Donnerstag, 26. November 2009

Dinosaurier

Dinosaurier gab es ziemlich lange, sie waren groß, starben plötzlich, und rotten jetzt so vor sich hin. Genauso wie der ehemalige Freizeitpark VEB Kulturpark. 1961 gegründet, nach 1991 als Spreepark Plänterwald weitergeführt, 2002 geschlossen. Das Gelände umfasst ein Riesenareal mit Achterbahnen, Wildwasserbahn, Zirkus, Fachwerkstädtchen, Riesenrad und Fressbuden. Der Besitzer setzte sich mit einigen seiner Karussells nach Kolumbien ab, kam mit den Fahrgeschäften und mehr als 100 Kilo Koks zurück und wanderte erstmal ins Gefängnis. Seit 2008 wohnt er in einem Wohnwagen auf dem Gelände. Das modert vor sich hin.
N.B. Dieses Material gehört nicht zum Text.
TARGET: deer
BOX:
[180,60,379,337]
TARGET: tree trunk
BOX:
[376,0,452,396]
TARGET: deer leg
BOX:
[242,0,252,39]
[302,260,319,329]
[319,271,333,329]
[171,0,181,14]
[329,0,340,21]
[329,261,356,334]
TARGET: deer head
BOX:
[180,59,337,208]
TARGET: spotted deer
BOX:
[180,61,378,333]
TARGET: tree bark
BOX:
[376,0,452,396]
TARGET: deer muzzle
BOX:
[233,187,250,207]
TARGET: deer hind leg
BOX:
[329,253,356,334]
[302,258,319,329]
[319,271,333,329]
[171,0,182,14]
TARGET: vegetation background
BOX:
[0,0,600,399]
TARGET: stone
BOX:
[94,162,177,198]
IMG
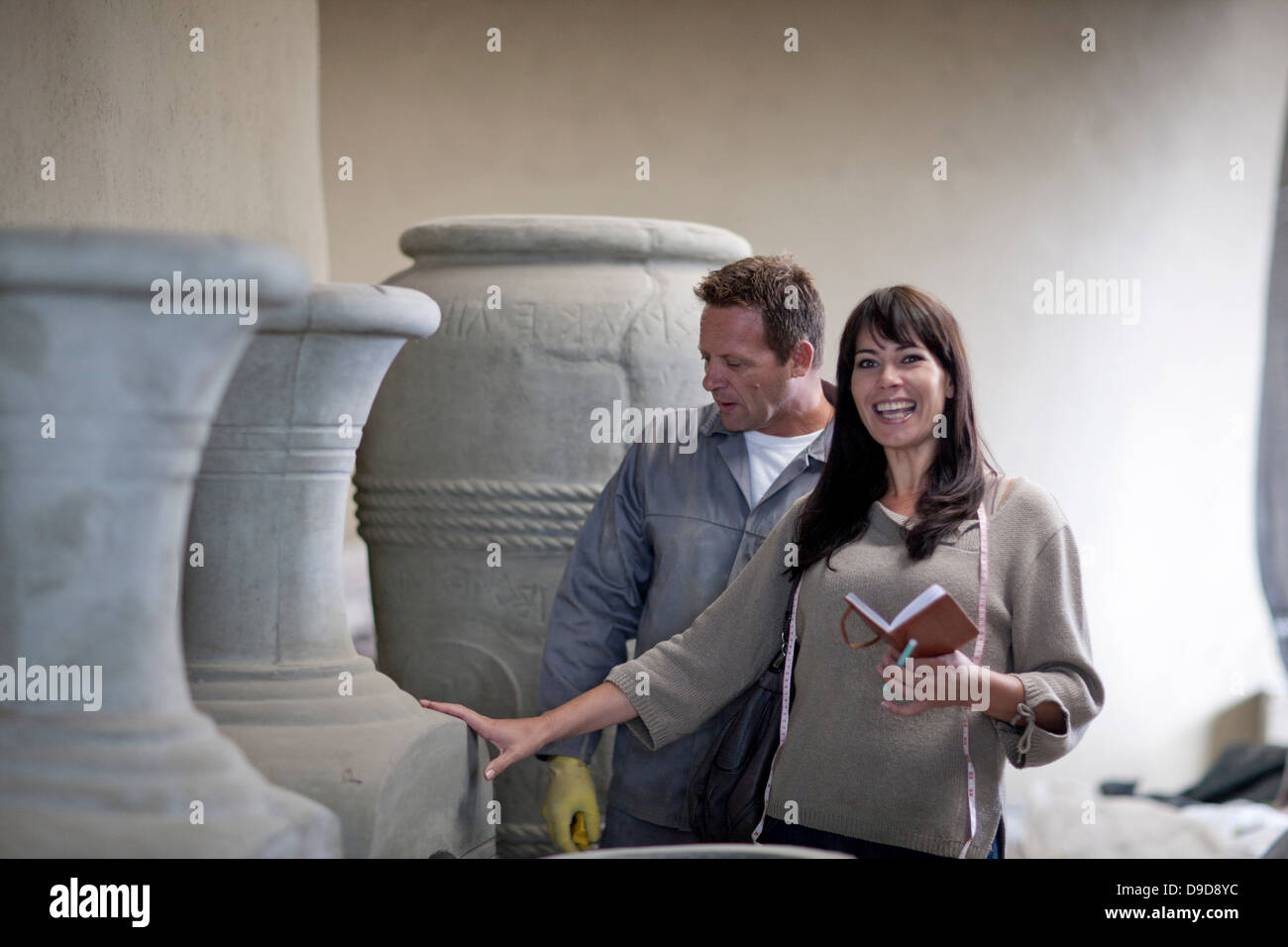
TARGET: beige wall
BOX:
[321,0,1288,795]
[0,0,327,278]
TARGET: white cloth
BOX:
[742,428,823,506]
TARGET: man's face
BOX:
[698,305,793,434]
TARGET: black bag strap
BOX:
[769,574,802,673]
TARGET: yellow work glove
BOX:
[541,756,599,852]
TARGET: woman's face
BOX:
[850,327,953,449]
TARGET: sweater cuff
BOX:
[605,661,675,750]
[993,672,1072,770]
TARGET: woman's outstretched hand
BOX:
[420,699,550,780]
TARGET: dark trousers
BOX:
[760,815,1006,858]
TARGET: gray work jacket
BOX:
[538,381,836,830]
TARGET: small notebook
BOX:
[845,585,979,657]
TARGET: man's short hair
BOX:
[693,254,824,368]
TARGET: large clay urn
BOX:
[0,230,340,858]
[183,283,494,858]
[356,217,751,857]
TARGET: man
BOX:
[538,256,836,852]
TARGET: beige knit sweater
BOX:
[608,478,1104,858]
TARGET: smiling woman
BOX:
[802,286,1000,559]
[425,286,1104,858]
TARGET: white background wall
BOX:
[321,0,1288,798]
[0,0,327,279]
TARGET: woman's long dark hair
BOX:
[794,286,1000,578]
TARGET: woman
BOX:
[421,286,1104,858]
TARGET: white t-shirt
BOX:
[742,428,823,506]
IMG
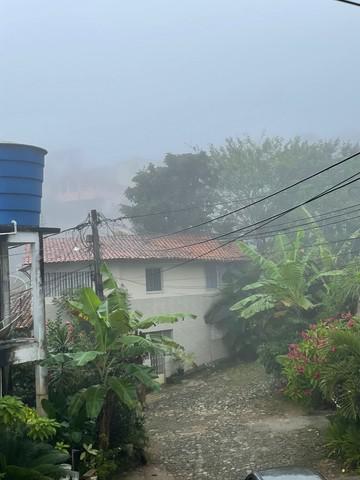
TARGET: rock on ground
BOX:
[133,363,340,480]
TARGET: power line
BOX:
[164,172,360,270]
[158,171,360,253]
[155,203,360,252]
[229,210,360,239]
[335,0,360,7]
[134,151,360,239]
[111,195,262,222]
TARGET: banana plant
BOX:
[231,231,344,319]
[48,266,195,449]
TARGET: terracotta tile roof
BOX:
[24,234,243,265]
[11,290,32,330]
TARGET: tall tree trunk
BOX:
[99,392,114,450]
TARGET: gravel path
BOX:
[143,363,339,480]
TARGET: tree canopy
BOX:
[121,137,360,238]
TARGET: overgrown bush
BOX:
[44,266,194,479]
[279,313,360,471]
[0,396,68,480]
[278,314,360,406]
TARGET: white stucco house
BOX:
[25,234,244,376]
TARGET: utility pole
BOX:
[0,235,11,397]
[90,210,104,300]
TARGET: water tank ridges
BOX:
[0,143,47,227]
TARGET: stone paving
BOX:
[139,363,340,480]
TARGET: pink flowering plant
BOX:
[278,313,360,406]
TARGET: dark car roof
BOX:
[247,467,324,480]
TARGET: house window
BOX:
[145,268,162,292]
[205,264,219,288]
[44,271,92,297]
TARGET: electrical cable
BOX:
[163,172,360,269]
[126,151,360,238]
[335,0,360,7]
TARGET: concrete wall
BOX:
[46,261,227,375]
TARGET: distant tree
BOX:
[209,137,360,242]
[121,152,219,233]
[122,137,360,239]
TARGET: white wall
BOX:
[45,261,227,374]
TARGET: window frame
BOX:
[145,266,164,295]
[204,263,221,290]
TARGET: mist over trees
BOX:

Diesen Sommer war ein beliebter Sport, im Treptower Park über den Zaun zu hüpfen um sich den Park aus der Nähe anzuschauen. Der patroullierende Wachdienst beließ es anfangs bei der Aufnahme der Personalien und Platzverweisen, mittlerweile sind pauschal 50€ fällig. Allerdings gibt es Sonntags auch Führungen, organisiert von einem Fan des Parks. Man kann also 2 Stunden über das Gelände stolpern, sich Geschichten über den Park anhören und Fotos machen. Fotos waren schwer angesagt, jedenfalls war die Dichte professioneller Fotoausrüstungen unter den 30 Mitläufern ziemlich hoch. Der Wachdienst war natürlich immer vor und hinter uns. Anscheinend macht der seinen Job im Moment unbezahlt und in der Hoffnung, beim nächsten Investor dann einen Fuß in der Tür zu haben. Ich glaub ja eher, die Jungs bewachen das Koks in der Achterbahn.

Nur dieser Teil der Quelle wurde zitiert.